China’s P2P ‘financial refugees’ face never ending wait to recover lost US$120 billion
- Scores of Chinese investors suffered losses due to the collapse of peer-to-peer (P2P) lending schemes, with around 800 billion yuan (US$119 billion) still owed
- P2P firm Ezubao was one of the country’s biggest Ponzi schemes, fleecing more than 50 billion yuan from about 900,000 investors

An exporting company owner in his 40s in the eastern province of Zhejiang, a public relations manager in her 20s in the southern city of Shenzhen and retired state-owned enterprise executive in eastern-central coastal province of Jiangsu would normally share little in common as they blend into China’s 1.4 billion population.

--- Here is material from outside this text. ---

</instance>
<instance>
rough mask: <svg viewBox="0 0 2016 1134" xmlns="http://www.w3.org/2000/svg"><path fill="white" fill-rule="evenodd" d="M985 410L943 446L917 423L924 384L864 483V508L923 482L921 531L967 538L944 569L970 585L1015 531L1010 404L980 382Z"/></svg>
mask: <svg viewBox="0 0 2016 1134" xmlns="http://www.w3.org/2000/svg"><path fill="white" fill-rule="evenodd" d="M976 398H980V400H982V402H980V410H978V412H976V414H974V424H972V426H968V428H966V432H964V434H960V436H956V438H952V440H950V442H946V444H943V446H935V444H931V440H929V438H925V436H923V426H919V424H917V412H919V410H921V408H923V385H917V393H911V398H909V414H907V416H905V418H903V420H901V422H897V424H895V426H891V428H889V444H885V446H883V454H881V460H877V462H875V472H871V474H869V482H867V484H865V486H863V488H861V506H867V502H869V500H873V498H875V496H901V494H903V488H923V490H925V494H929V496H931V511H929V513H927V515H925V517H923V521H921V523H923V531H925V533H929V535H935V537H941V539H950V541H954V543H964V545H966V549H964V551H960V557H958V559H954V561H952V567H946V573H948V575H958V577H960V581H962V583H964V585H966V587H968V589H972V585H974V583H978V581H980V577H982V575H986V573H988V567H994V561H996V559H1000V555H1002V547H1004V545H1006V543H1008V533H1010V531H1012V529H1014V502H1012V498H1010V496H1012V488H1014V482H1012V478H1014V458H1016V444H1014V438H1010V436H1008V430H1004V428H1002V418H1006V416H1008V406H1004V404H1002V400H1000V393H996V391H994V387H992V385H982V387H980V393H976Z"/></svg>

In 2017, Liu Yijia from Zhejiang province, Li Wei from Shenzhen and Feng Mei from Jiangsu joined millions of people who put their savings into investment schemes that promised double digit annual returns – a big temptation compared to a one-year bank deposit rate of 1.75 per cent and a cash account interest rate of 0.3 per cent available at traditional banks.
Three years later, the three have been left frustrated as not only did they not receive the promised returns, but they also lost their principal investments.
Overall, it is estimated that millions, if not tens of millions, of Chinese citizens suffered losses due to the collapse of P2P lending schemes, with around 800 billion yuan (US$119 billion) still owed as the end of June, more than three and half years after the government crackdown on the sector began, according to Guo Shuqing, China’s top financial regulator.
At least eight people I know, including friends, colleagues and relatives, were victims of various P2P apps. We can’t get our money back. We called the police but there is no help
“At least eight people I know, including friends, colleagues and relatives, were victims of various P2P apps,” Li said. “We can’t get our money back. We called the police but there is no help.